If you're worried about cholesterol in eggs, this study could change how you think about them.
Eggs certainly are delicious, but are they safe for your heart? A new study has come to a surprising conclusion.
Researchers have found that eggs may have an undeserved reputation for being unhealthy due to its high cholesterol levels, according to a HealthDay News report.
Researchers out of Finland tracked dietary habits in 1,000 middle-aged men for 20 years. All of them were relatively healthy, and a third carried the APOE4 gene, which increases sensitivity to dietary cholesterol.
The study didn’t find any link between dietary cholesterol and poor heart health, although they weren’t able to show conclusively that there wasn’t a significant impact on cardiovascular disease from dietary cholesterol.
The participants in the study consumed an average of 398 milligrams of dietary cholesterol per day, although no one ate more than one egg per day on average (an egg tends to have about 200 mg of cholesterol). After 21 years, 230 of the men had a heart attack, but it didn’t appear to have any connection to how many eggs they at or their overall cholesterol consumption.

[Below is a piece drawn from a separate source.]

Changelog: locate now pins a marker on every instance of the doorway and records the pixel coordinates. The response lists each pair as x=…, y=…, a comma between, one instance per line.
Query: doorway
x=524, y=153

That doesn’t mean there’s no link between eating cholesterol and heart attacks, but it does indicate that perhaps the supposed risks of eating eggs is overblown, and certainly not worth trading out all its positives, like high protein value.
“The findings suggest that a high-cholesterol diet or frequent consumption of eggs do not increase the risk of cardiovascular diseases even in persons who are genetically predisposed to a greater effect of dietary cholesterol on serum cholesterol levels,” a statement from the University of Eastern Finland reads. “In the highest control group, the study participants had an average daily dietary cholesterol intake of 520 mg and they consumed an average of one egg per day, which means that the findings cannot be generalised beyond these levels.”
The findings were published in the American Journal of Clinical Nutrition.